The children were transported to their new homes on trains which were
labeled “orphan” or “baby”
trains. This period of mass
relocation of children ended in the 1920’s with the beginning of organized
foster care in America.
The trains would arrive in a Midwest town where local
community leaders had assembled interested townspeople. The children would be
put on a stage-like podium for viewing and inspection where they would often
dance or sing to attract attention.
The town’s people would examine the children, perhaps feeling muscles
and checking teeth and after a brief interview take the chosen one home. Sadly,
many siblings were separated during the process because some people only wanted
one child. Historians report that
adolescent girls were the last chosen as they often seemed a threat to the
women of the household. Boys could
live in the barn or shed and provide the needed labor on the farms. Interestingly enough, redheads were
rarely wanted.
In spite of her red hair, Niamh is taken in by the Minnesota
Nielson family to work as a seamstress but not allowed to attend school. When the depression hits in 1929 she is
let go (another mouth to feed) and placed with the Brynes who name her Dorothy
and take her in as a “mother’s helper” for a family of five children. Although
she is allowed to attend school, the home conditions are terrible resulting in
an incident that once again leaves her homeless. She walks miles to the schoolhouse in the middle of the
night through blizzard conditions where a compassionate teacher takes her in
until a new foster family can be found.
With the Daly’s, who name her Vivian, she finally finds a stable home
environment. She remains with them until she is an adult. Her life story is told in
flashback as the novel opens with the 91-year old Vivian, revealing her story
in bits and pieces as she and a teenager named Molly go through the possessions
in her attic.
Molly is also a foster child, a Penobscot Indian, who has
had a troubled adolescence. Now seventeen
years old in 2011, she is assigned
a project by her caseworker to complete 50 hours of service to avoid “juvie”
and remain in school. Her
“project” is to help Vivian clear her attic. What starts off as a strange partnership and penance
gradually turns into a friendship between the 17 year- old and the 91 year- old.

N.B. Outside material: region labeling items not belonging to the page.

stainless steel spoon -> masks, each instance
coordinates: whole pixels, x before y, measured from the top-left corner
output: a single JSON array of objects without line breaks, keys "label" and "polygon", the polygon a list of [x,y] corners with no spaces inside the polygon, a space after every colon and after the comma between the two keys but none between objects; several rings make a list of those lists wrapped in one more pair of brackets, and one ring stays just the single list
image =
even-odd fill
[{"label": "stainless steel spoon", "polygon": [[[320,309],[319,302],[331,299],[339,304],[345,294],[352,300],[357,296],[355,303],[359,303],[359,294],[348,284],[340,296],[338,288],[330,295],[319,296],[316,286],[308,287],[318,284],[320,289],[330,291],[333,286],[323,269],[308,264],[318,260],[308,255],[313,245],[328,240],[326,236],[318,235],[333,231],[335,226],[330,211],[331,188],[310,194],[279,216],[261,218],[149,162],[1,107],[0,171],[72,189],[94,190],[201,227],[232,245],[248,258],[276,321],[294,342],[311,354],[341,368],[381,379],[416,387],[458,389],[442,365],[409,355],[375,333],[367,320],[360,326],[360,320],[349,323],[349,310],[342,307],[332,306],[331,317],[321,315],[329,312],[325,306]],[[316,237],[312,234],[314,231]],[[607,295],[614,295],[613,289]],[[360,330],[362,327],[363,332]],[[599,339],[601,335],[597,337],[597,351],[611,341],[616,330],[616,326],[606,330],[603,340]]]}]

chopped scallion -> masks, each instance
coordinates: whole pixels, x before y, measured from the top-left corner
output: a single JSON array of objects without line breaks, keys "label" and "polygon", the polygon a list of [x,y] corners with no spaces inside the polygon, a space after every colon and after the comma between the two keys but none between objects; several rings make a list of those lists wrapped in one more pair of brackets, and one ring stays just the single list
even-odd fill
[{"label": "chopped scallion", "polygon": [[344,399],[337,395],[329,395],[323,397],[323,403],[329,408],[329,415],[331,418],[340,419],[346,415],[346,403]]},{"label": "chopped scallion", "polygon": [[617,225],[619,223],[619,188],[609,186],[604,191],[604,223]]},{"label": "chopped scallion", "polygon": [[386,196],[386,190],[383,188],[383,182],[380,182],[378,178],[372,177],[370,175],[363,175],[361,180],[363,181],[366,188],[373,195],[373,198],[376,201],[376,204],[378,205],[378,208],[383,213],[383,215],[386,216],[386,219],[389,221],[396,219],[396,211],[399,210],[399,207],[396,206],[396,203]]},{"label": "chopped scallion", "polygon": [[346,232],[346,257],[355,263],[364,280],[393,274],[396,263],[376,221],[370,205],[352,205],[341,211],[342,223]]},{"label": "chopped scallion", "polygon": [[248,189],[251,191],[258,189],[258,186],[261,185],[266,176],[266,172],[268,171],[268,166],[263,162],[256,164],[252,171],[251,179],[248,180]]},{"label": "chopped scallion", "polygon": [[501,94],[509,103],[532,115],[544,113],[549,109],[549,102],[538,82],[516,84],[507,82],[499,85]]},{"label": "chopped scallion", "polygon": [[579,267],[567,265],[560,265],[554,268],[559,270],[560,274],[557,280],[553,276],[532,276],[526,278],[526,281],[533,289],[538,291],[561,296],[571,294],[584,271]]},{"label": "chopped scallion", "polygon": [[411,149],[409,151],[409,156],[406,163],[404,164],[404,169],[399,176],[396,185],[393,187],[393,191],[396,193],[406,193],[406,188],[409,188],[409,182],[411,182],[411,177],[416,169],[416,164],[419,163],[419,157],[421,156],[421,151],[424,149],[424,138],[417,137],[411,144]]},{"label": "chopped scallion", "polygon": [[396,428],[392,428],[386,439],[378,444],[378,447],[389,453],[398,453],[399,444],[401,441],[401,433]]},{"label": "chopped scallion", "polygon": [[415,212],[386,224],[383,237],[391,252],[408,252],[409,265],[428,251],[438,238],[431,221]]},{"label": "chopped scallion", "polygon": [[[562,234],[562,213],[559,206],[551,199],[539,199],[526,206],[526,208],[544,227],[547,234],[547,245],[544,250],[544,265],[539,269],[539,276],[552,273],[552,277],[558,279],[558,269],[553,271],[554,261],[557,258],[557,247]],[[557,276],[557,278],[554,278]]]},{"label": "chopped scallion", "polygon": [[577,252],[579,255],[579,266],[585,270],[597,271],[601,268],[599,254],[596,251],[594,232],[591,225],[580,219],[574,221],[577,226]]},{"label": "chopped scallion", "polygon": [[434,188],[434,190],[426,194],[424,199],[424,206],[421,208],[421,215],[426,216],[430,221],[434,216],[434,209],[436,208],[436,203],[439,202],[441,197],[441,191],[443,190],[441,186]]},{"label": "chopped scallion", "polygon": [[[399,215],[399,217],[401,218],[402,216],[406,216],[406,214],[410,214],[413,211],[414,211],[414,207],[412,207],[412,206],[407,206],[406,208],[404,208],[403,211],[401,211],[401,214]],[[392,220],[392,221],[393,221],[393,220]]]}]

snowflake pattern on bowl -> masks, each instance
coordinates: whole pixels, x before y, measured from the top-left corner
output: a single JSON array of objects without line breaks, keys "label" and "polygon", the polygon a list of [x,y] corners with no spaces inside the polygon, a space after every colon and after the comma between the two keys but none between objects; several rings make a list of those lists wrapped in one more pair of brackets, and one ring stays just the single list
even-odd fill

As they work together and Vivian’s
story unfolds, Molly discovers that she and Vivian are not so different after
all.
Rich in detail and epic in scope, Orphan Train is a novel of
upheaval and resilience and of the secrets we carry that keep us from finding
out who we are. In an interview with the author, Christina Baker Kline says
Orphan Train wrestles with questions of cultural identify and family
history. There is also the
interesting concept of “portaging”. What possessions does one choose to take
with them and are left behind. These issues make this an excellent book discussion read.
In her research she interviewed hundreds of orphan train
children (survivors are now all over 90 years old) and read hundreds of first
person testimonials. She also
traveled to Galway County in Ireland to research the main character’s Irish
background. She attended train
riders’ reunions in New York and Minnesota and interviewed the orphans and
their descendents. They were eager
to tell their stories and tended not to dwell on the considerable hardships
they’d faced but focused on gratitude for their children and
grandchildren—lives that wouldn’t have been possible if they hadn’t been on
those trains. The most surprising
thing that came out of her research was that many train riders believed their
train was the only one. They didn’t know they were part of a massive 75-year
experiment until their own children and grandchildren got involved. According to some estimates, there are
more than two million descendents.
The National Orphan Train Complex in Concordia, Kansas
maintains an archive of riders’ stories and also houses a research facility.
Between 1853 and 1929, more than 250,000 children rode the Orphan Train to new
lives.
Kline brings this time in history alive. Previous novels by
Christina Baker Kline are Bird in Hand
and The Way Life Should Be.
In the culmination of this story of friendship and second
chances for Vivian and Molly, you may want to have a box of tissues handy.